University of Pittsburgh USA.
Dr. Grandi received her Ph.D. from the University of Ferrara (Italy) and was a post-doctoral fellow in the Molecular Neurogenetics Department at the MGH-HMS (Boston). She is now an Assistant Professor in the Dept. of Neurosurgery at the University of Pittsburgh and has a joint appointment in the Department of Microbiology and Molecular Genetics.She has a long standing interest in the molecular biololgy of herpes simplex virus, mechanisms of virus replication and neuropathogenesis and virus host cells interactions that result in innate immune responses to infection
Glioblastoma Multiforme (GBM) is an aggressive brain cancer for which there is no effective treatment. Oncolytic HSV vectors (oHSV) are attenuated lytic viruses that have shown promise in the treatment of human GBM models in animals. Although proven safe for treatment of GBM in patients, oHSVs efficacy has been limited, a consequence of poor intra-tumoral virus replication and spread.

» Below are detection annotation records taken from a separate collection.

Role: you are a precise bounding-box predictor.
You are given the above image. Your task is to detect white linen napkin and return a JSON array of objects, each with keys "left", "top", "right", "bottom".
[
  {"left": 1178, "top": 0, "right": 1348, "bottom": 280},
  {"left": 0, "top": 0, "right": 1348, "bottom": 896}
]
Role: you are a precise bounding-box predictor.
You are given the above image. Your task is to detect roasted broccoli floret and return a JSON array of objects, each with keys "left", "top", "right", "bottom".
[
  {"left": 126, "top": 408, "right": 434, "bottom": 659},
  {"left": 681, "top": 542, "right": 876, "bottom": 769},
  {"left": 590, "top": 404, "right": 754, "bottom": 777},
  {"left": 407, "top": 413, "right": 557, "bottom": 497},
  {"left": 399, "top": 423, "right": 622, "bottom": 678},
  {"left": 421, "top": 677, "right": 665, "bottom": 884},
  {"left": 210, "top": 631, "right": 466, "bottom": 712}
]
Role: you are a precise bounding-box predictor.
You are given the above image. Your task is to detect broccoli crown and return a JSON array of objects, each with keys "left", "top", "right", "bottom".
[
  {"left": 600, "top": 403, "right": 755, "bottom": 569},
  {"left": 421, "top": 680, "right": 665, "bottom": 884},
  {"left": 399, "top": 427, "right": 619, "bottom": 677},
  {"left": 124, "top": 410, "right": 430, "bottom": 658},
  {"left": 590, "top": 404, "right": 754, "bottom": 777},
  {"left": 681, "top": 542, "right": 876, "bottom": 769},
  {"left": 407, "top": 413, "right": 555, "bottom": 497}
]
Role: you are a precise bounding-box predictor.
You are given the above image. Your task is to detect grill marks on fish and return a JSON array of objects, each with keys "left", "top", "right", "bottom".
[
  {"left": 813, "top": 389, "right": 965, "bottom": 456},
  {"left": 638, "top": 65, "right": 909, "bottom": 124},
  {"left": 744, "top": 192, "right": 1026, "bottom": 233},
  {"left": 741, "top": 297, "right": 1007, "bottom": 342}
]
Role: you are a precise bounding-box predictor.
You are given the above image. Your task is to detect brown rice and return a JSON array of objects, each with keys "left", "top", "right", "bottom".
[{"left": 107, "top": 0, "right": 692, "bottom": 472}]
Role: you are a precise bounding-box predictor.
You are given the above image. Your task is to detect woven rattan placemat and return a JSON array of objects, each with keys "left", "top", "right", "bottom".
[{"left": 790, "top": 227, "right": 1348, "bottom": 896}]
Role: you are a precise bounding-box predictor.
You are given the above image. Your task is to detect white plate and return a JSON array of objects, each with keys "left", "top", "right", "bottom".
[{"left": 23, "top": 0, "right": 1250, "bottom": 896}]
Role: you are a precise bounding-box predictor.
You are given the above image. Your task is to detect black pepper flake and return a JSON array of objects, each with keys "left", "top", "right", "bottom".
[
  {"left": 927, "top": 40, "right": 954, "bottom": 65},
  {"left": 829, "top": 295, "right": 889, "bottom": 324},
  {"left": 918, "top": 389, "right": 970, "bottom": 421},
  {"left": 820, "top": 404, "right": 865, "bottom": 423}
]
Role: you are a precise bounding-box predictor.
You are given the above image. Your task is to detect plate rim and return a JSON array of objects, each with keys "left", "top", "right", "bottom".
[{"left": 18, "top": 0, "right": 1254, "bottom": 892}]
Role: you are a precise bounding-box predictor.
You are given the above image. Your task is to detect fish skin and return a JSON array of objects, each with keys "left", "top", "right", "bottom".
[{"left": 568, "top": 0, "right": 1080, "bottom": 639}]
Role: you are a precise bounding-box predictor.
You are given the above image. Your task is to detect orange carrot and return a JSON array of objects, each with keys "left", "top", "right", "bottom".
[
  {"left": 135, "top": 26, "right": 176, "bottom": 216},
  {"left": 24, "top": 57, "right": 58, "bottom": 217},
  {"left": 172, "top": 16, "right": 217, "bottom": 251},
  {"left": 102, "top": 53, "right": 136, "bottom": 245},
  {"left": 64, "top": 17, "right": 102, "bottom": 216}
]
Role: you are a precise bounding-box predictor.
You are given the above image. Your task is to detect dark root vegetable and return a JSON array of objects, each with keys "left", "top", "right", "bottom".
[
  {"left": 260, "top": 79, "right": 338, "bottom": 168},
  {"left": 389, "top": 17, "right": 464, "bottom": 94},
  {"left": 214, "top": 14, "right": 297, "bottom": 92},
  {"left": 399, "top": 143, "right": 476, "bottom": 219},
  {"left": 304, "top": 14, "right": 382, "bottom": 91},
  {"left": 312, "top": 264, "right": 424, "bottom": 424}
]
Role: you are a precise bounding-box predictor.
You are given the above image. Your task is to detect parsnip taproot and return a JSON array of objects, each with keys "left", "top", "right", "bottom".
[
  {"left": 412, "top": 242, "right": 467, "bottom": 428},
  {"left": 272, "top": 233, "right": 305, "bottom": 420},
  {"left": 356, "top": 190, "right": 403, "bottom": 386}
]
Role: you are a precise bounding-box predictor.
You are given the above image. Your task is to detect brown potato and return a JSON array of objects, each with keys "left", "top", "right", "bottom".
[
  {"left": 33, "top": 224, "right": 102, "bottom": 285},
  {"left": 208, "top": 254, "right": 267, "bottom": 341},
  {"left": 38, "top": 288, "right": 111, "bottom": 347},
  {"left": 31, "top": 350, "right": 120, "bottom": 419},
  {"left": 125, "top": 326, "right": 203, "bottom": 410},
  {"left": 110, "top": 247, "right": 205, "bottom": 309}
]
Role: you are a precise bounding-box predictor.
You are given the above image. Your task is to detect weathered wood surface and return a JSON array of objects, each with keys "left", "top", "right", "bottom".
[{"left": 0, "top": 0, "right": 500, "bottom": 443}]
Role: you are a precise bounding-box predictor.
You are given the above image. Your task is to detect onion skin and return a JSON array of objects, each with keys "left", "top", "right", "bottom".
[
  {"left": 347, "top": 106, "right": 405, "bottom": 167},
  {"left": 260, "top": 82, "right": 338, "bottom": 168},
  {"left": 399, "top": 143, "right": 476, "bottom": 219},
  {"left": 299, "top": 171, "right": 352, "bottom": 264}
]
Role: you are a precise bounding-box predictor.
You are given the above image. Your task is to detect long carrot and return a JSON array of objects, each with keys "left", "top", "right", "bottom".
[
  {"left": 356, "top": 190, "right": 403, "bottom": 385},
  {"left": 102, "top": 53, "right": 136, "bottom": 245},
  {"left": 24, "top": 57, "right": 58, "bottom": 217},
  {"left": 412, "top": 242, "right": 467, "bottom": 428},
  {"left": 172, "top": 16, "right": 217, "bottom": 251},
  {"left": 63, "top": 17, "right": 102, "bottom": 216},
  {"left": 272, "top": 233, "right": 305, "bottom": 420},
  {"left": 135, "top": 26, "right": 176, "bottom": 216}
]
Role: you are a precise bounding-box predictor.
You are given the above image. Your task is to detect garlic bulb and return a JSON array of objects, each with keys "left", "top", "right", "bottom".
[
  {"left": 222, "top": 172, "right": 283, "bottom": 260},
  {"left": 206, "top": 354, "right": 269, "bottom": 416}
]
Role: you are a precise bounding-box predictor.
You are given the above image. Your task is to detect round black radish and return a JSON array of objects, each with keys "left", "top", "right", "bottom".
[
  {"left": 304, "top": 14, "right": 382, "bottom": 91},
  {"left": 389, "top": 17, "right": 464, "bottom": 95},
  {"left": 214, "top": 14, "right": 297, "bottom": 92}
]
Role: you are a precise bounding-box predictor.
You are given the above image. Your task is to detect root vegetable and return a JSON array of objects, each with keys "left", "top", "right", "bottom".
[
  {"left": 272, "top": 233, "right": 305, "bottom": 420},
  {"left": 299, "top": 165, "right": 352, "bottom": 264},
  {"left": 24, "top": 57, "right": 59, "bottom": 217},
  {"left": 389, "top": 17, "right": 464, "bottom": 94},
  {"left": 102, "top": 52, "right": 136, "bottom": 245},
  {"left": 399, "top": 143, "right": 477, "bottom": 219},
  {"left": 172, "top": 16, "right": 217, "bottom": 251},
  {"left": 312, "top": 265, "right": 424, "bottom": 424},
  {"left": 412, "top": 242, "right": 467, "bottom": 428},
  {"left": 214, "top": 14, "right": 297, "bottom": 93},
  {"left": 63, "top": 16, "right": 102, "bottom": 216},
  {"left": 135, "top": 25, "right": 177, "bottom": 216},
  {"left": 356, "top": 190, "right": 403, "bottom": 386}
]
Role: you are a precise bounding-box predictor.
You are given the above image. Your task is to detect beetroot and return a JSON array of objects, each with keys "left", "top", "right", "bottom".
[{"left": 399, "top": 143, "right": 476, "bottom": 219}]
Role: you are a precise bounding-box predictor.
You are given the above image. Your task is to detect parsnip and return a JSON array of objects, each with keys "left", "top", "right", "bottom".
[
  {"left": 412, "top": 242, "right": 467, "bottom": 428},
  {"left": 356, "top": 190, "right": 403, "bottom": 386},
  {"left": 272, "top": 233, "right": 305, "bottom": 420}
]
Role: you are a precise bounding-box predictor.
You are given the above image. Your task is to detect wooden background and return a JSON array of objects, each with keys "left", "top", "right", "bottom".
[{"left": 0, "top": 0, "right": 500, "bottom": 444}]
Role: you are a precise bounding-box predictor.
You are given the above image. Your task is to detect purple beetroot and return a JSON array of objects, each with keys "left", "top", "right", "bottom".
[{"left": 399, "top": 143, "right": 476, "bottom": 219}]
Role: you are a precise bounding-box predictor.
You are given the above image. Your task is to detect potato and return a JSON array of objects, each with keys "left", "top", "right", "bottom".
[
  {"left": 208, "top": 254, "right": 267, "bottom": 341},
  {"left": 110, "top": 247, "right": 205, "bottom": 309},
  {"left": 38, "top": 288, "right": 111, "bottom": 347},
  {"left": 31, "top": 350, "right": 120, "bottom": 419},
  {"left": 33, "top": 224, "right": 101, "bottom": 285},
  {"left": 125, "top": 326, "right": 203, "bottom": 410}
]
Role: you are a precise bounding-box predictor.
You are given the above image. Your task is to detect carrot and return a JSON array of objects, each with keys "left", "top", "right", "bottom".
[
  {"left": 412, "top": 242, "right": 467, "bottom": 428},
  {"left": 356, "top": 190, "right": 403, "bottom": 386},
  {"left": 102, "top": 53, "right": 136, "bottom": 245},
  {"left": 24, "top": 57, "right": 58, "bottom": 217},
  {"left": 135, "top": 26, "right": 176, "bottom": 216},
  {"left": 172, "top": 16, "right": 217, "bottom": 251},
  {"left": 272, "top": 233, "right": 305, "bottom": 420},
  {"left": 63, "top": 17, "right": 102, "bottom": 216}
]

To counter these limitations, we have developed oHSVs whose selective replication in GBM cells does not rely on defective genes. This was accomplished by (i) full retargeting of oHSV to utilize the epidermal growth factor receptor (EGFR) for infection of human GBM tumor cells and (ii) further vector engineering to modify the essential HSV immediate early gene (ICP4) for sensitivity to repression by the microRNA mir-124. Mir-124 is highly expressed in neurons but virtually absent in GBM and highly conserved among different species. The mir-124-regulated vector was unable to replicate in nude mice following intracranial inoculation supporting vector safety and was shown to be effective in the treatment of human GBM in nude mice. To enhance vector intra-tumor vector spread, our EGFR retargeted-mir-124 controlled vector was further modified by vector arming with the matrix metalloproteinase gene encoding MMP9. MMP9 degrades collagen type IV, a major component of the extracellular matrix (ECM) and basement membranes of glioblastomas but absent in normal brain tissue. Studies are ongoing to determine whether MMP9 expression enhances vector spread in GBM neurospheres and as a therapeutic agent for enhanced treatment of human GBM in animals.